Vulnerabilities aren’t what make the “Dirty Dozen” so dirty, Sverdlove notes. “There are vulnerabilities in all software,” he says. “Apple and its iOS has as many vulnerabilities in terms of what’s been reported as does Android.”
“The challenge isn’t so much to create perfect software, but to know the vulnerabilities and, more importantly, to be able to update the software, to be able to respond to them quickly,” he adds.

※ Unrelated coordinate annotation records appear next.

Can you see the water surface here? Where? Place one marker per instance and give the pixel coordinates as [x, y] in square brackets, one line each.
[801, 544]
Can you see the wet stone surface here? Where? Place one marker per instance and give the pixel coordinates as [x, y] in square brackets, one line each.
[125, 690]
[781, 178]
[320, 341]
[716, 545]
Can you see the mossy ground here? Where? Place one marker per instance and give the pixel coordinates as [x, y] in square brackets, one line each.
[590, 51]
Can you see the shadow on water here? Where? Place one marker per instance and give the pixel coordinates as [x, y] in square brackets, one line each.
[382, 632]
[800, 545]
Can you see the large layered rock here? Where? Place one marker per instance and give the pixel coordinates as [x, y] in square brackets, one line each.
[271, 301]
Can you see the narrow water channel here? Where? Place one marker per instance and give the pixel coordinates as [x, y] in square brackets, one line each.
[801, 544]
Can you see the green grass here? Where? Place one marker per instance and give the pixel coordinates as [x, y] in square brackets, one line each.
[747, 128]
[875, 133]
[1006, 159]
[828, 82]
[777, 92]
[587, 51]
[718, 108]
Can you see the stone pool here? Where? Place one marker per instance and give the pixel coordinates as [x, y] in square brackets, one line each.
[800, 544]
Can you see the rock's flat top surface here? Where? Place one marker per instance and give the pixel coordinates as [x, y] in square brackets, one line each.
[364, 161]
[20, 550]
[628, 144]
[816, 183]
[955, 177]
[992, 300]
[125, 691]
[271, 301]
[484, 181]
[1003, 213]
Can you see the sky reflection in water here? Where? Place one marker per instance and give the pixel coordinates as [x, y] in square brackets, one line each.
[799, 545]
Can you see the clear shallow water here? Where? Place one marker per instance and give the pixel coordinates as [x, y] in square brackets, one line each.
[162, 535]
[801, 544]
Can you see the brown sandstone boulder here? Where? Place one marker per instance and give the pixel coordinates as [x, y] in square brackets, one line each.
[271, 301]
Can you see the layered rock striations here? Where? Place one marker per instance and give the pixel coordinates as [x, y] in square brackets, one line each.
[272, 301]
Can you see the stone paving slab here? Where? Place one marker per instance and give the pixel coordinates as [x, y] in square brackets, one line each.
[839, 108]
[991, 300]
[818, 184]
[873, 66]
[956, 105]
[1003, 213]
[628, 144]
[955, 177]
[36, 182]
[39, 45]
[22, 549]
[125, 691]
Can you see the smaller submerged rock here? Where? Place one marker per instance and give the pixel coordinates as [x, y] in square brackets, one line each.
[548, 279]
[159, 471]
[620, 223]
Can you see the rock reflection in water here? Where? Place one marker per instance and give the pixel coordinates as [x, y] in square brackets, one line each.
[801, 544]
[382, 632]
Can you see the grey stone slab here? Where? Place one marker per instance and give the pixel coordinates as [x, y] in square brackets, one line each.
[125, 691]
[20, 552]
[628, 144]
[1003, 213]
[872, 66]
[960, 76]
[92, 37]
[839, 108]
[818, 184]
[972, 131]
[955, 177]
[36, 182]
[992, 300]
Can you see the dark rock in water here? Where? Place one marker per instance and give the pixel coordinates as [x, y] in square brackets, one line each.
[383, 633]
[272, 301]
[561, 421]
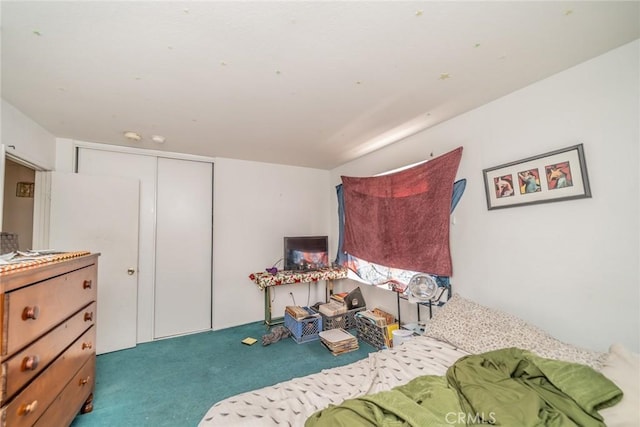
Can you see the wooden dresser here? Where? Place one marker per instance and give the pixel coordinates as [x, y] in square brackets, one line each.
[48, 317]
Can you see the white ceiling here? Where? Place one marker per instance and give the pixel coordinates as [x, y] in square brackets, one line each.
[312, 84]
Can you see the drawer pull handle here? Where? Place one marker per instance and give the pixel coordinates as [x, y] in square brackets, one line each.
[30, 363]
[27, 408]
[30, 313]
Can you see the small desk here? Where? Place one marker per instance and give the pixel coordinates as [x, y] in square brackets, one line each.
[266, 281]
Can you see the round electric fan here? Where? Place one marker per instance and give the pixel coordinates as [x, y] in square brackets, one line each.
[422, 287]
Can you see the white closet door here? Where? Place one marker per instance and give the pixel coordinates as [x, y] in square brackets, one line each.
[142, 168]
[183, 247]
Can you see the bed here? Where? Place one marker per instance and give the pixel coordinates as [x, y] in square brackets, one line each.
[459, 329]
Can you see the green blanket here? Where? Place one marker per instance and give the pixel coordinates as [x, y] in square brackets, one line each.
[508, 387]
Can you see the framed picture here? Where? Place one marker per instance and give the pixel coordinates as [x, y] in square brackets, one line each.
[550, 177]
[24, 189]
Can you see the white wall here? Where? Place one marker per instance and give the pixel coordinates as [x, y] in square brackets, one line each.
[26, 139]
[569, 267]
[255, 205]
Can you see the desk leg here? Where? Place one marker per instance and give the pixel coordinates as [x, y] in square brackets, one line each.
[328, 290]
[268, 320]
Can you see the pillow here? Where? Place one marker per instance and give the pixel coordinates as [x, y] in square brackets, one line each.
[478, 329]
[623, 368]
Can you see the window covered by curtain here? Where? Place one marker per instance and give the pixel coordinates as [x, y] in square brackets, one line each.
[395, 225]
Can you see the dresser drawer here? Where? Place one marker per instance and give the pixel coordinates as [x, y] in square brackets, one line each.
[25, 365]
[31, 311]
[33, 401]
[72, 399]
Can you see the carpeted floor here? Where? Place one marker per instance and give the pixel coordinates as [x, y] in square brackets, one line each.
[174, 382]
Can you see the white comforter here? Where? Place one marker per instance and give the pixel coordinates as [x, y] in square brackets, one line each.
[291, 402]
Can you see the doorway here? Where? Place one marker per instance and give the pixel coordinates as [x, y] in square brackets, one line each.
[18, 202]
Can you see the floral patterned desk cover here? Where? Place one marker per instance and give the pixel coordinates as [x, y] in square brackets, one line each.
[286, 277]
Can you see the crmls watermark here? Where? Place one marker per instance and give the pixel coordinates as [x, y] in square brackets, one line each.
[466, 418]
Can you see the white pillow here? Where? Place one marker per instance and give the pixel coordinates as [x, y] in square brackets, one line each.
[478, 329]
[623, 368]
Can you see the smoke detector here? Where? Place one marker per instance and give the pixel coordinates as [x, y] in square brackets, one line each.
[158, 139]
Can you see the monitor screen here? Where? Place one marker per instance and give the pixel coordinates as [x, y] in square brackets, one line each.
[306, 253]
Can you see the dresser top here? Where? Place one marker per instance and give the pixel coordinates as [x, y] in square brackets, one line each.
[13, 276]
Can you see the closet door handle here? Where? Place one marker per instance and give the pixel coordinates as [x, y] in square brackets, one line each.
[29, 363]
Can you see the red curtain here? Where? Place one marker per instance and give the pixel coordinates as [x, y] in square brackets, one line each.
[401, 220]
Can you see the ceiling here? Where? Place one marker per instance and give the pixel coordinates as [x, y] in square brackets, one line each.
[313, 83]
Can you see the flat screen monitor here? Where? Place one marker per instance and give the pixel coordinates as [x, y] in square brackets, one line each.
[306, 253]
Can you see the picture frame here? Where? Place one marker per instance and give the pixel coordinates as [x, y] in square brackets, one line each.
[24, 189]
[550, 177]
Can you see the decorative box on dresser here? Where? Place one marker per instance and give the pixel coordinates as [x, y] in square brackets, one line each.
[48, 325]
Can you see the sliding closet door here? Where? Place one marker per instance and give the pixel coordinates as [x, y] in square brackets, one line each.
[183, 247]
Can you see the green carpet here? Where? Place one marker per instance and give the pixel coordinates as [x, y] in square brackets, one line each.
[174, 382]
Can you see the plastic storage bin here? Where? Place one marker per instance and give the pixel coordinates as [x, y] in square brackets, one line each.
[304, 330]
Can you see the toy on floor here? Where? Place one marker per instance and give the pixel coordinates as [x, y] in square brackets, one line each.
[275, 335]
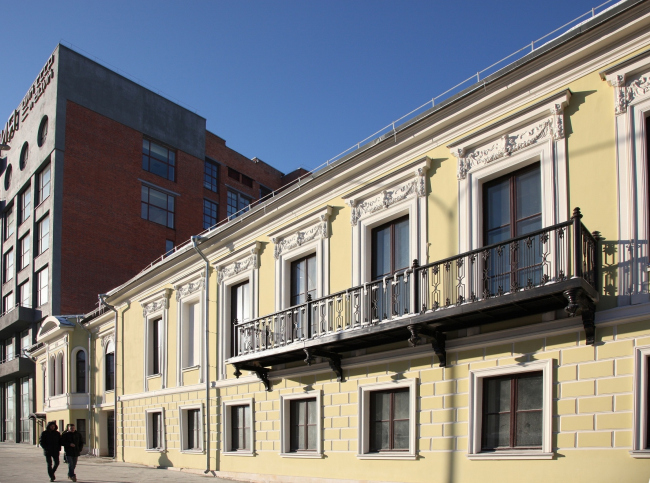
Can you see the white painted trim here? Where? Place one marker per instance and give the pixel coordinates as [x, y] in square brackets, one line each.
[476, 377]
[285, 421]
[182, 413]
[363, 429]
[226, 434]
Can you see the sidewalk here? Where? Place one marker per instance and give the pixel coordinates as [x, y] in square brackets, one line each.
[26, 464]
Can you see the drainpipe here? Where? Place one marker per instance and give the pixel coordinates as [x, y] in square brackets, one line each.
[90, 413]
[206, 343]
[102, 301]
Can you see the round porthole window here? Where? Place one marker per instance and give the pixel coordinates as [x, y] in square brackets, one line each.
[24, 154]
[42, 131]
[8, 177]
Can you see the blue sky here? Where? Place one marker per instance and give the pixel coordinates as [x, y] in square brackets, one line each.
[291, 82]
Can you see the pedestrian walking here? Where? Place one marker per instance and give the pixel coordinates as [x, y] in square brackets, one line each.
[50, 441]
[73, 443]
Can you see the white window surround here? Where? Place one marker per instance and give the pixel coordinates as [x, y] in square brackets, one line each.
[476, 378]
[307, 235]
[155, 306]
[240, 266]
[182, 411]
[533, 134]
[363, 448]
[189, 291]
[149, 427]
[227, 427]
[73, 370]
[402, 192]
[641, 356]
[631, 88]
[285, 422]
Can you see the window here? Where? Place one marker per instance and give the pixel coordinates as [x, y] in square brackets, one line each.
[43, 231]
[158, 160]
[42, 296]
[155, 346]
[387, 420]
[8, 302]
[236, 203]
[109, 367]
[25, 205]
[211, 176]
[9, 266]
[510, 411]
[303, 279]
[155, 430]
[210, 213]
[9, 222]
[80, 366]
[23, 254]
[157, 207]
[191, 336]
[191, 428]
[24, 295]
[44, 178]
[238, 427]
[301, 424]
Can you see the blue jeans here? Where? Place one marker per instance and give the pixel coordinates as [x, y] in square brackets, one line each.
[72, 462]
[52, 458]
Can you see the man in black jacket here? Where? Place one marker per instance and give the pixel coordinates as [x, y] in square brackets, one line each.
[50, 441]
[73, 443]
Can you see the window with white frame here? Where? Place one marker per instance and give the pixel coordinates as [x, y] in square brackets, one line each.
[238, 427]
[155, 429]
[387, 420]
[191, 428]
[511, 412]
[301, 425]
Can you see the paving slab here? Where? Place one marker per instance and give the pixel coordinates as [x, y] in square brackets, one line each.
[26, 464]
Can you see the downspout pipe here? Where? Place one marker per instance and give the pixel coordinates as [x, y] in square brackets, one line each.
[206, 351]
[102, 301]
[90, 410]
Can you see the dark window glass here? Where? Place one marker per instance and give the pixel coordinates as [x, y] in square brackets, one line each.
[81, 371]
[157, 207]
[303, 279]
[303, 425]
[512, 411]
[158, 160]
[210, 213]
[390, 248]
[193, 429]
[211, 176]
[240, 428]
[110, 371]
[389, 420]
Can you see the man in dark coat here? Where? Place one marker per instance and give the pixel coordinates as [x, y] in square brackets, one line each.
[73, 443]
[50, 441]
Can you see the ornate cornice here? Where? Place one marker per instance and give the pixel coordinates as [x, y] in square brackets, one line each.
[189, 288]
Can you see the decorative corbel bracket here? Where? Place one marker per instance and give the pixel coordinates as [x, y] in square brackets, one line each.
[437, 340]
[579, 301]
[332, 358]
[262, 373]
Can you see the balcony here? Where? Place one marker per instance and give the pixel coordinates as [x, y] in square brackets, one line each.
[546, 270]
[16, 319]
[15, 368]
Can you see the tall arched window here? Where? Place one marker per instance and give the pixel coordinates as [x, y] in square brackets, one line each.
[109, 367]
[80, 361]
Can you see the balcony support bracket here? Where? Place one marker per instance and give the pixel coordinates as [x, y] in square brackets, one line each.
[332, 358]
[262, 373]
[437, 340]
[579, 302]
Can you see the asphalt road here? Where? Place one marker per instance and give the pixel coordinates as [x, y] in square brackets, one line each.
[26, 464]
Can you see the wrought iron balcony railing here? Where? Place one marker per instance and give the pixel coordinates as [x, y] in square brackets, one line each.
[530, 273]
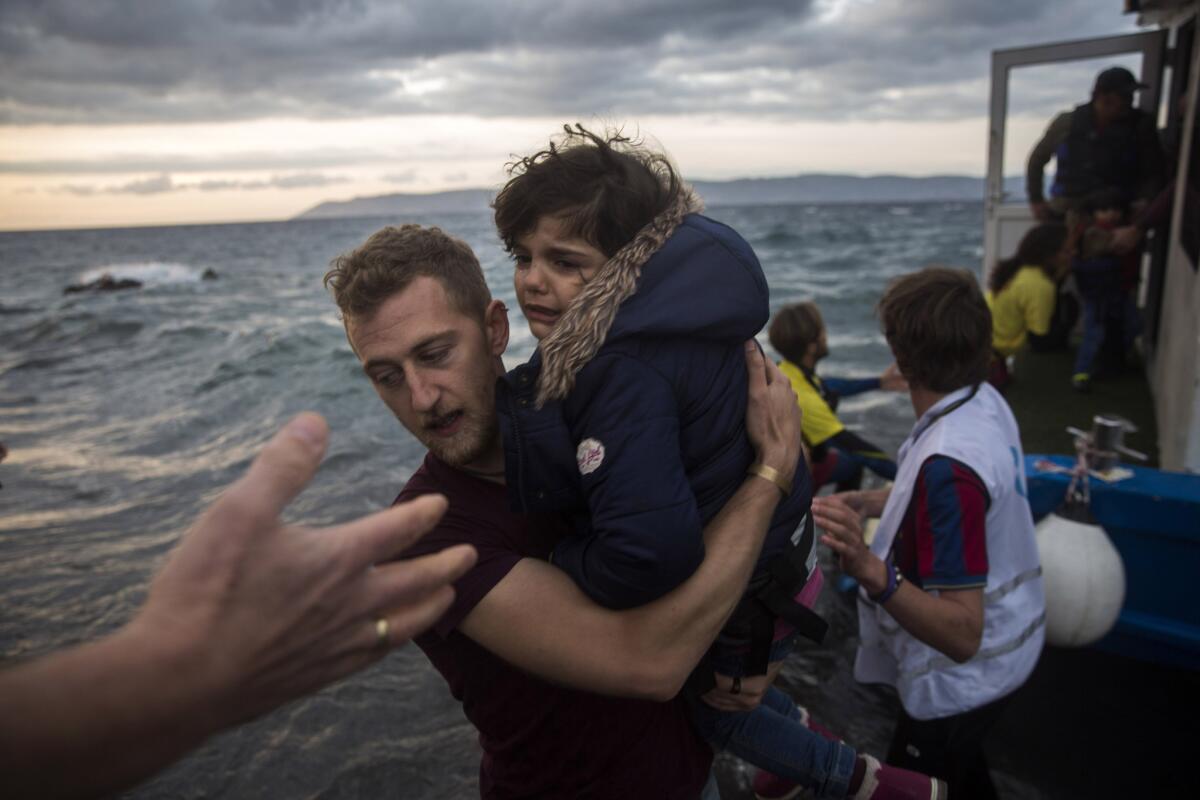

An advantage that Apple has over Android is that it can push updates to its software to all its smartphones simultaneously, he says. With Android, on the other hand, the manufacturers and carriers are responsible for pushing out updates.
“There’s too many cooks in the kitchen,” he says. “It’s like buying a PC from Dell and expecting Dell and Comcast to be responsible for your Windows updates.”
Sverdlove argued that all the players in the Android universe have to start thinking of smartphones as computers and not handsets. “There has to be some changes made to the ecosystem itself,” he adds. “The manufacturers and carriers have to start relinquishing control of the operating system to the software vendors.”